Hartmut Groß: Das ist ein guter Punkt für uns bei Schunk. Wir sind Lieferant für Graphit-Bipolarplatten. Als eine der Schlüsselkomponenten des Stacks bestimmt sie die Leistungsdichte des Systems. Unser Material ist bereits von mehreren Redox-Flow-Batterieherstellern qualifiziert und hat sich bereits seit 20 Jahren für Brennstoffzellenanwendungen bewährt.
Für Pilotprojekte liefern wir Rohplatten unserer formgepressten Sorte, und die Kunden bearbeiten die endgültige Form. Für eine Serienproduktion können wir kundenspezifische Presswerkzeuge einsetzen, was die Nachbearbeitung und die Materialverluste durch die mechanische Bearbeitung aus größeren Rohplatten erspart.
So funktioniert eine Redox-Flow-Batterie
Malte Thoma: Die Senkung der Produktionskosten der Stack-Komponenten ist notwendig und geht mit der Skalierung der Produktion einher. Eine weitere Möglichkeit ist, die Stacks effizienter zu machen, das heißt mehr Leistung für dasselbe Geld. Was ist der Beitrag von Schunk in dieser Hinsicht?

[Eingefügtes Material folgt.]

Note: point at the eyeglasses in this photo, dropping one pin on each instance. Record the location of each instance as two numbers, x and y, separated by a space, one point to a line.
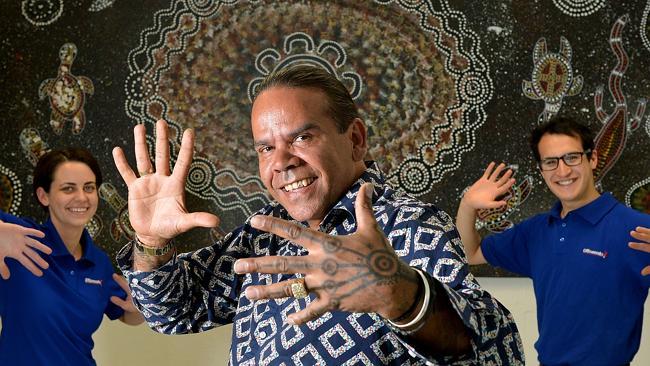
570 159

Hartmut Groß: Das Design des Stacks und die Technologie selbst liegen in der Verantwortung unserer Kunden. Wir wissen aber sehr genau, welche Rolle die Bipolarplatte und ihre Materialeigenschaften im Zusammenspiel mit den Elektrodenmaterialien sowie dem Elektrolyten und der Membran spielen. In gemeinsamen Entwicklungsprojekten, die teilweise mit öffentlichen Mitteln gefördert werden, optimieren wir das Stack-Design und passen das Material der Graphit-Bipolarplatte entsprechend an. Besonders der Übergangswiderstand oder die bessere elektrische Leitfähigkeit der Bipolarplatte sind Gegenstand aktueller Entwicklungen.
Herr Dr. Groß, wie beraten Sie Ihre Kunden?

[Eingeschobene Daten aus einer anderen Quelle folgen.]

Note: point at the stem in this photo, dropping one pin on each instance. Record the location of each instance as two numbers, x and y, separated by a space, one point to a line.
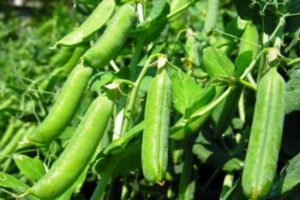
140 12
247 84
241 107
179 10
101 185
293 62
133 94
212 105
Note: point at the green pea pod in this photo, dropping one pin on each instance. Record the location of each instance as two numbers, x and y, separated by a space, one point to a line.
93 23
73 60
61 56
13 144
156 130
78 152
216 63
112 40
212 15
265 138
64 107
60 73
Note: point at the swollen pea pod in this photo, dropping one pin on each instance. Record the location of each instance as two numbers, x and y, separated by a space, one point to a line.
156 129
73 60
187 183
64 107
78 153
212 15
265 137
12 145
112 40
93 23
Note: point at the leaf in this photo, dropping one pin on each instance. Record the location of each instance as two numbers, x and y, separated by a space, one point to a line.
242 62
248 10
123 161
160 7
216 63
207 95
209 152
292 23
292 94
12 182
185 91
290 177
32 168
92 24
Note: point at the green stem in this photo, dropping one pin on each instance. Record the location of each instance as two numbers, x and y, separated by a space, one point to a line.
102 183
247 84
133 94
179 10
293 62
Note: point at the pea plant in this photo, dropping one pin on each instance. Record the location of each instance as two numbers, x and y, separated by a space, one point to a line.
162 99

Hartmut Groß: Schunk bietet verschiedene Graphitwerkstoffe an. Zum einen gibt es das duroplastisch gebundene Material wie in unseren Brennstoffzellenanwendungen. Zum anderen haben wir ein thermoplastisch gebundenes Graphitmaterial entwickelt. Dieses hat den Vorteil, dass es inline im kontinuierlichen Extrusionsverfahren hergestellt werden kann und als dünne Folien als Rollenware vorliegt. Bei Bedarf wird es bis zu Quadratmeter Größe konfektioniert. Das thermoplastische Material erlaubt auch das Verschweißen der Folie mit dem Rahmen des Stacks, ohne dass eine zusätzliche Abdichtung erforderlich ist. Das macht das Produkt kostenmäßig attraktiv.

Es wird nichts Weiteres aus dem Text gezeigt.